Alla stregua dei predetti principi va, pertanto, ritenuto, contrariamente a quanto sostenuto dal ricoprente, che, relativamente all’IVA, il regime del margine sia speciale e derogatorio rispetto a quello normale, e che presupponga una serie di adempimenti da rispettare a carico del contribuente, in mancanza dei quali risulta impossibile procedere al calcolo dell’IVA come richiesto dalle predette disposizioni di legge.
In particolare, va rilevato che l’art. 38, comma 5 (che il ricorrente intende porre a fondamento della decisione), in base al quale le omissioni o le inesattezze nelle annotazioni nei registri comportano solo l’applicazione di specifiche sanzioni ma non determinano la non applicabilità del regime del margine, si riferisce appunto solo ed esclusivamente ad omissioni o inesattezze e non invece alla totale mancanza dei registri e delle scritture contabili; siffatta mancanza, verificatasi nel caso di specie, non può che comportare, come detto, la non applicabilità del regime del margine (da ritenersi, contrariamente a quanto sostenuto in ricorso, agevolativo per il contribuente, in quanto, come detto, l’Imposta relativa alla rivendita è commisurata non all’intero prezzo ma alla differenza tra il prezzo dovuto dal cessionario del bene e quello relativa all’acquisto), non consentendo infatti detta mancanza il controllo -da parte dell’Agenzia- dei presupposti fissati per l’applicazione (in particolare la mancata detrazione dell’IVA all’acquisto da parte del cedente).
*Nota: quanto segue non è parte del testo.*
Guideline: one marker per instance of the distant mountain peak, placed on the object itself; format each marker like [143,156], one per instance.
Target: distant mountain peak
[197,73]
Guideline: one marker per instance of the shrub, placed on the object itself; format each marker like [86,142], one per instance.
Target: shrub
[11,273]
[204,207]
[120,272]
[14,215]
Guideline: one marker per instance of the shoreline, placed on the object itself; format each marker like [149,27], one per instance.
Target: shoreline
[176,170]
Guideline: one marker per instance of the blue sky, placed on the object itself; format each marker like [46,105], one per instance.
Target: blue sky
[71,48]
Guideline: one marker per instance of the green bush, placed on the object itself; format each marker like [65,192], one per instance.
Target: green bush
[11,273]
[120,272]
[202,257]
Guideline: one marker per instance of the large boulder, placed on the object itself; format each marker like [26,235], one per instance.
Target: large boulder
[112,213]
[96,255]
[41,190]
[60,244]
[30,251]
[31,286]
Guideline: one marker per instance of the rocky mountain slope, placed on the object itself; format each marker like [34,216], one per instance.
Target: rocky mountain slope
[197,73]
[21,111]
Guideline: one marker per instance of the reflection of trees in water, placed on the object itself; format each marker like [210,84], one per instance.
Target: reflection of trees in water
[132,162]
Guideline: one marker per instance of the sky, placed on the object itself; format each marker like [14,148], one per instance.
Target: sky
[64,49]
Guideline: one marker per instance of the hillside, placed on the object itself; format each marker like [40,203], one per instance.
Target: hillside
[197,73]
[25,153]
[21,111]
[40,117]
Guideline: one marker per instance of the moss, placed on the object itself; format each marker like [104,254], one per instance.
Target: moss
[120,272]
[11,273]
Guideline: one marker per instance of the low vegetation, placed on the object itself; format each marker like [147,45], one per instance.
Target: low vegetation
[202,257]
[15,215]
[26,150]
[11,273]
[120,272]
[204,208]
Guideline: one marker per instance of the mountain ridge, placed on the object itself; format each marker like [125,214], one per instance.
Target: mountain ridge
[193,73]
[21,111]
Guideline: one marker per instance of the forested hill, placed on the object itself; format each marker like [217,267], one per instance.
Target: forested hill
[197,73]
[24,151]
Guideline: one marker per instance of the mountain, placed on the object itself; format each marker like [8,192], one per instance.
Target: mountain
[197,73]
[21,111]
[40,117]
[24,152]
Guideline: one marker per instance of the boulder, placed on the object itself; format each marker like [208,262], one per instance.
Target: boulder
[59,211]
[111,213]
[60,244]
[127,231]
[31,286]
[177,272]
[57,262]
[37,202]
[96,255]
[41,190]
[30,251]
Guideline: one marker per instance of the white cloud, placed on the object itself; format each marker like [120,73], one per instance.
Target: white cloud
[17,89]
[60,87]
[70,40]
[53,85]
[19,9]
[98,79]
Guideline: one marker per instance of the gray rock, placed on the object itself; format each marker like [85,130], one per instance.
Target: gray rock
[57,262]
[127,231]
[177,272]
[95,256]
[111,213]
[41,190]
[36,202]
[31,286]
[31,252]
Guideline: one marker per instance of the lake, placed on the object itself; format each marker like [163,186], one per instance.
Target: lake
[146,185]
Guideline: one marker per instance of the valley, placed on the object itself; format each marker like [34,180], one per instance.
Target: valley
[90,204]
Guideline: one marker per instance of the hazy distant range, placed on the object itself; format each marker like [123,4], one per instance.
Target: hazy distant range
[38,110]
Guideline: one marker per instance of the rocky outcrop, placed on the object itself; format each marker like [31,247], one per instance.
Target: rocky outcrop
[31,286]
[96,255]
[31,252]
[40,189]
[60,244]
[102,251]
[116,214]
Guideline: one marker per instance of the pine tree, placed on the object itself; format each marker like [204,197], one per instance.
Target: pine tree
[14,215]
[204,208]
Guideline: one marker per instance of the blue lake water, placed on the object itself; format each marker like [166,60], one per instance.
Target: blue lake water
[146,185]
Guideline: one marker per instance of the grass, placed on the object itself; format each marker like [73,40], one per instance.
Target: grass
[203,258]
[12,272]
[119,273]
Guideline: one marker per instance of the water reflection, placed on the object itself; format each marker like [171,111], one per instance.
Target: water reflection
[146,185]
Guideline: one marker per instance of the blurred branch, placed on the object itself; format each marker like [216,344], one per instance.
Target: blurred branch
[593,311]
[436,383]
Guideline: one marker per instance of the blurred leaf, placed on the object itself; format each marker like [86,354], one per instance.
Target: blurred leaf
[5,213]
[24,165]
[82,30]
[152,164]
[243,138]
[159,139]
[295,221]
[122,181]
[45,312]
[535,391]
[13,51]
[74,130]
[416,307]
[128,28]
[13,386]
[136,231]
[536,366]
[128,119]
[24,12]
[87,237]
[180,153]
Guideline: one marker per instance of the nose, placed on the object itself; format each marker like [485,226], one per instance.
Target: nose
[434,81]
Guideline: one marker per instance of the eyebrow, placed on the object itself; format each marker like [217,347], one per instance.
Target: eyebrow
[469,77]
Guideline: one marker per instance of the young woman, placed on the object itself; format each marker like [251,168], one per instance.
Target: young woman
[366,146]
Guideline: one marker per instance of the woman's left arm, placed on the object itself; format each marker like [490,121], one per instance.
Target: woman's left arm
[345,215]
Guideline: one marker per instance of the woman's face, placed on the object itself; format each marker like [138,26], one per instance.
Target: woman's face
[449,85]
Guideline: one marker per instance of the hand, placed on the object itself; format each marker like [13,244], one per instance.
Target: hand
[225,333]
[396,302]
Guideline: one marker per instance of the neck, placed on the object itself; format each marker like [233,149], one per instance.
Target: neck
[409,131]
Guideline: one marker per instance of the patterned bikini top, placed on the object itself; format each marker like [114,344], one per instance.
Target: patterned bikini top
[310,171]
In conclusione, pertanto, Il ricorso va rigettato.
In considerazione dell’affermazione, da parte della S.C., del predetto principio di diritto relativo alla società di fatto in epoca successiva alla proposizione del presente ricorso, si ritiene sussistano giusti motivi per dichiarare interamente compensate tra le parti i compensi e le spese di lite relativi al presente giudizio di legittimità.
P.Q.M.
Rigetta il ricorso; dichiara interamente compensate tra le parti i compensi e le spese di lite relativi al presente giudizio di legittimità.